Abstract

This article proposes a new reading of Pierre Matthieu’s La Guisiade (1589), a polemical tragedy written at the height of France’s Wars of Religion (1562–98). La Guisiade constitutes an incandescent response to the assassination on 23 December 1588 of the Duc de Guise, the charismatic leader of the uncompromising ultra-Catholic faction (the Ligue) on the verge of toppling France’s much-maligned monarch, Henri III. Matthieu was a militant ligueur when he composed La Guisiade, seeking to vilify those he deemed responsible for Guise’s murder: the king, his various mignons, and his malevolent counsellors. This article will show how the language of villainy that pervades La Guisiade has much in common — and more so than previously assumed — with the inflammatory pamphlets (libelles) circulated by the Ligue in the late 1580s and early 1590s.
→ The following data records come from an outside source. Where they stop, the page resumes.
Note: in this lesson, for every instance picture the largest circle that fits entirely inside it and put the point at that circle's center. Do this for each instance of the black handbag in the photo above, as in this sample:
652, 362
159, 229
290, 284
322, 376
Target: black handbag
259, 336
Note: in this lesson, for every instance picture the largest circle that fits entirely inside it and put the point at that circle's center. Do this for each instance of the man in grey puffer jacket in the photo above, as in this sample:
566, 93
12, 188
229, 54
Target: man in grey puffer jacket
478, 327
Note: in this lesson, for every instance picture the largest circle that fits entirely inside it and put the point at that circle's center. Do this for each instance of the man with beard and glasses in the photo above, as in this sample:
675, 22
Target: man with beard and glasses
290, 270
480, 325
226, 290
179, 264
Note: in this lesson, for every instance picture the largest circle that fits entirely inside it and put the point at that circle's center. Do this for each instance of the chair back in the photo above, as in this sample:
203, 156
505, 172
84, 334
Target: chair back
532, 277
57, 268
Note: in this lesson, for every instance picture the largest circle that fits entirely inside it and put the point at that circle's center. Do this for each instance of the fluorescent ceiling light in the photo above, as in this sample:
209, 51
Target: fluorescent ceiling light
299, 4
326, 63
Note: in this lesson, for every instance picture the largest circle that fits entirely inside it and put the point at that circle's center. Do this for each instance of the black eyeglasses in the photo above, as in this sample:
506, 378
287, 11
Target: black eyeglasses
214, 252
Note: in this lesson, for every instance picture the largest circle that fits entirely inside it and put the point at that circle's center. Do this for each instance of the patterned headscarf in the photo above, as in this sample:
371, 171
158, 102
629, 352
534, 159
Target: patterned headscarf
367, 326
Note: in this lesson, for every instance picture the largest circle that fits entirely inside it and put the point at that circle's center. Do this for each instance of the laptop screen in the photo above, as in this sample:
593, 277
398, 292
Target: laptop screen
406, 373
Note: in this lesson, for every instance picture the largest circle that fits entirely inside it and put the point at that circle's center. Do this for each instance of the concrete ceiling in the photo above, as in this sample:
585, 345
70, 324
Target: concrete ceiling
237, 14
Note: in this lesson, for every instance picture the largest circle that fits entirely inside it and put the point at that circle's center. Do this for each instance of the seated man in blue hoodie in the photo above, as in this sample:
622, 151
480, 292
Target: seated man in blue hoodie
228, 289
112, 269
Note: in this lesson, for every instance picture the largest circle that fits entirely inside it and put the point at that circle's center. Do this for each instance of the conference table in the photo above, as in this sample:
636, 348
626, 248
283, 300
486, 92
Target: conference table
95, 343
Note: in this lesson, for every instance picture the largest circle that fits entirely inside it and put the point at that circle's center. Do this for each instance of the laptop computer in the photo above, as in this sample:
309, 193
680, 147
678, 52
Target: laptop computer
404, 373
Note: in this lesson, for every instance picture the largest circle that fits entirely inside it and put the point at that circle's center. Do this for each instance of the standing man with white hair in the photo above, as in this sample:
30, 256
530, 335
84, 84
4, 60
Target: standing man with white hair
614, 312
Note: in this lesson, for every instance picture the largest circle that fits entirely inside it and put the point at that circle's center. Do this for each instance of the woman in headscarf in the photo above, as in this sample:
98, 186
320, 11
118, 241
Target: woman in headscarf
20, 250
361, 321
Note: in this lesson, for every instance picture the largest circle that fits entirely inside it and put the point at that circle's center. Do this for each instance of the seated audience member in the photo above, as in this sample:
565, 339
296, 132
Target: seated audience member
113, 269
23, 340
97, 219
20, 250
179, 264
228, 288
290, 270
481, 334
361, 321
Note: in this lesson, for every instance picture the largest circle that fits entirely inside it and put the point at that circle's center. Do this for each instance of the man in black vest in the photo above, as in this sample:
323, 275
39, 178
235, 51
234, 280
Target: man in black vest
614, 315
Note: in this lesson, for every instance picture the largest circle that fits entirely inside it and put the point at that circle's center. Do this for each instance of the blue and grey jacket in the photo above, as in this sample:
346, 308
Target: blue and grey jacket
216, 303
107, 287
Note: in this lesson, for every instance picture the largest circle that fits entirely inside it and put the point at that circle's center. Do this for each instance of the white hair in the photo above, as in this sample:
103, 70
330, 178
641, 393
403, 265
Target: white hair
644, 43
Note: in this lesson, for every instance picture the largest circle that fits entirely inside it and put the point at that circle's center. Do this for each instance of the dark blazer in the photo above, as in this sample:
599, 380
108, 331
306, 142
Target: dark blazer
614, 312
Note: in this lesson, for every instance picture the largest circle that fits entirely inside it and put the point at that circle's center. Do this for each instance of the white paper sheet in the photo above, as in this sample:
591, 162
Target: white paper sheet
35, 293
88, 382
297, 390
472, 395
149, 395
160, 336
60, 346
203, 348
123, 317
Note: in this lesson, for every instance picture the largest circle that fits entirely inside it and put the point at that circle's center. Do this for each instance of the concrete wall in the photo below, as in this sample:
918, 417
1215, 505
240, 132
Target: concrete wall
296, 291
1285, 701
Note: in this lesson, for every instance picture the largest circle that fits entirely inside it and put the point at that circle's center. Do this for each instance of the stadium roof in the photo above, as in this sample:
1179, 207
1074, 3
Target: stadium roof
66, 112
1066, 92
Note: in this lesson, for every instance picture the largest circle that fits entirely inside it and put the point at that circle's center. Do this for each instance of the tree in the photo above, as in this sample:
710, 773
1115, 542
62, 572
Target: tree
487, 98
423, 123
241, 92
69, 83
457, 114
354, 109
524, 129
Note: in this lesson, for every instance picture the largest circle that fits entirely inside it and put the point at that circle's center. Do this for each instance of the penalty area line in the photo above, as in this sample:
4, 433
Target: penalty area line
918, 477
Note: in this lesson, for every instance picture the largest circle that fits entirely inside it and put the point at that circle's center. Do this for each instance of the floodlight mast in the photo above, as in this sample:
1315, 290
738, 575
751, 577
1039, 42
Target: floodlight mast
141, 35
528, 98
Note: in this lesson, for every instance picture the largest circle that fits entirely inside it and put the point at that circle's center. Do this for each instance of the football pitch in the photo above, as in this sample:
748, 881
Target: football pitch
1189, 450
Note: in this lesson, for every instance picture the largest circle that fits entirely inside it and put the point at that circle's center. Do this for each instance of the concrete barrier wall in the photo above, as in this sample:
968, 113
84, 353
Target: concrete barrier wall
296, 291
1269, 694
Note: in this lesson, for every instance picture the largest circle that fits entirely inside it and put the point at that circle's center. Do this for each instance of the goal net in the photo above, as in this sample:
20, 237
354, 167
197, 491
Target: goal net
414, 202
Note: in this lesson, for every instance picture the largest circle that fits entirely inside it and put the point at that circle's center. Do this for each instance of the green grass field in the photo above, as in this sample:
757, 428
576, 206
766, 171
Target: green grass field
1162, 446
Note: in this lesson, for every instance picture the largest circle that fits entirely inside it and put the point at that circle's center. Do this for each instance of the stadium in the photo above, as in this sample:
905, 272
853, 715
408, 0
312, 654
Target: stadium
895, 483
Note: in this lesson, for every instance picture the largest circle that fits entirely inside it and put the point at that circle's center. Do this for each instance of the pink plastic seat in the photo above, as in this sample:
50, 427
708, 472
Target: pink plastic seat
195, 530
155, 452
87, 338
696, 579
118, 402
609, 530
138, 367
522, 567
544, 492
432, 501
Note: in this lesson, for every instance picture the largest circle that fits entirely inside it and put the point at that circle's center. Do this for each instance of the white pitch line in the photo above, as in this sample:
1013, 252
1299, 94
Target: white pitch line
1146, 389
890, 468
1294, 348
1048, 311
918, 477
Matthieu’s hybrid tragedy combines the vitriolic rhetoric of a pamphleteer with a humanist’s classicizing sensibility. Viewed as such, it becomes necessary to question the scholarly orthodoxy that Matthieu’s villains are predominantly ‘Machiavellian’. Instead, Machiavelli is but one symbol of ligueur hatred alongside other deeply reviled figures, including the Huguenot, the Turk, the politique, and the sorcerer, whose villainy is conceptualized as mutually reinforcing.